Target: Thomas L. Tidwell, Chief of the U.S. Forest Service
Goal: Incentivize sustainable forestry techniques to prevent the release of carbon emissions trapped in soil.
Harvesting lumber by clear-cutting destabilizes forest floors, increasing the likelihood that carbon stored in the earth will enter the atmosphere and contribute to global warming, according to a recent study from Dartmouth College. According to the school’s press release, researchers found that soil in areas with mature trees stored “significantly more” carbon than those recently clear-cut.
While the implications of that new research at Dartmouth must still be unpacked, the accelerating pace of climate change demands that we make the most use of our planet’s adaptive mechanisms. Conservation activists warn that we “have until around 2020” to make significant reductions in green house gas emissions and avert catastrophic climate shifts, reports Scientific American. If the research at Dartmouth is any indication, transitioning from clear-cutting to selective lumber harvesting will be a major part of protecting our soils, which are “the world’s largest terrestrial carbon pool.”
A transition away from clear-cutting does not have to mean an end to the lumber harvest. Rather, we can continue to benefit from nature’s bounty by engaging in uneven-aged silviculture. This practice entails identifying individual trees or groups of trees and harvesting them selectively. By leaving tree cover largely intact, selective harvests leave stabilizing protections for the soil in place.
The British Columbia Ministry of Forests, Lands and Natural Resource Operations notes that the soil benefits of selective harvest are derived from “the presence of a continual, variable canopy.” Moreover, the heterogeneous composition of a uneven-aged forest better resembles the natural woodland conditions, which produced “significantly more” carbon storage than their homogeneous clear-cut counterparts.
With research indicating the dangers of our current forestry practices and the existence of viable alternatives, it is time to act. Tell the U.S. Forest Service to protect our climate security be encouraging uneven-aged silviculture.
Dear Thomas Tidwell,
Research conducted by Dartmouth University scientists suggests that conventional logging techniques, namely clear-cutting, jeopardize the integrity of forest floors and promote the release of carbon into the atmosphere.
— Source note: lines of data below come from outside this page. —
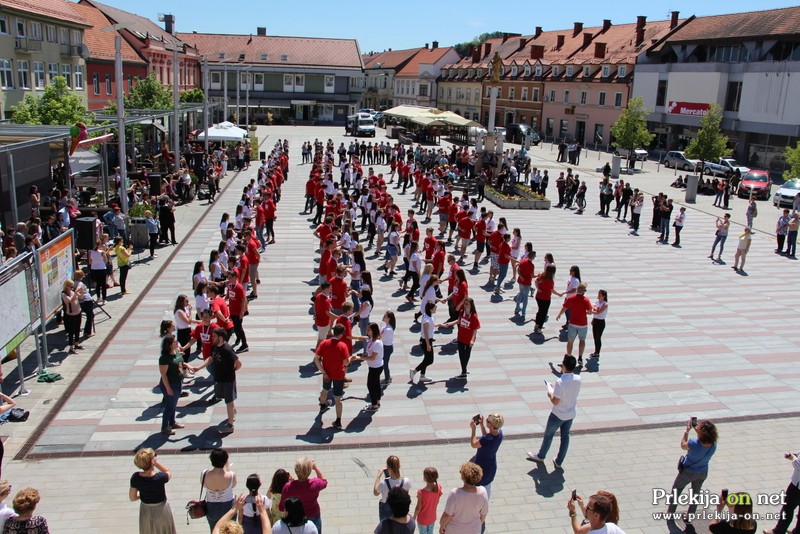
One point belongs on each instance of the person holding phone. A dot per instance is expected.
(695, 465)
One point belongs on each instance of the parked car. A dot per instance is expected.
(757, 183)
(732, 166)
(784, 197)
(678, 160)
(639, 154)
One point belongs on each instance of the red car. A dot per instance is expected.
(756, 183)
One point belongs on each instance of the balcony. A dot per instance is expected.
(24, 44)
We urge you to promote more sustainable forestry practices in order to protect the earth itself, which Dartmouth says is “the world’s largest terrestrial carbon pool.”
The revelation of clear-cutting’s threat to soil integrity and the stability of sequestered carbon comes as we approach a threshold for catastrophic climate change. Scientific American reports that climate activists say we only “have until around 2020” to make significant reductions in greenhouse gas emission and avert serious effects of global warming.
Dartmouth’s researchers have revealed an important additional source of carbon emissions into the atmosphere. By acting on the information that they have gathered and reducing clear-cutting, we can better protect the greenhouse gases that our planet naturally removes from the atmosphere and ensure that they remain in place.
Logging remains a vital industry. However, the importance of the lumber harvest does not mean that in cannot be improved. The British Columbia Ministry of Forests, Lands and Natural Resource Operations notes the soil benefits of selective harvesting, in which specific trees or groups of trees are consumed but their neighbors left intact, which derive from “the presence of a continual, variable canopy” that shelters the forest floor. Moreover, the heterogeneous composition of selectively harvested forest better resembles the natural woodland conditions, which researchers said produced “significantly more” carbon storage than their homogeneous clear-cut counterparts.
To protect our environment and ensure its sustainability, please act on Dartmouth’s carbon storage research. We urge you to incentivize sustainable forestry techniques like selective harvesting.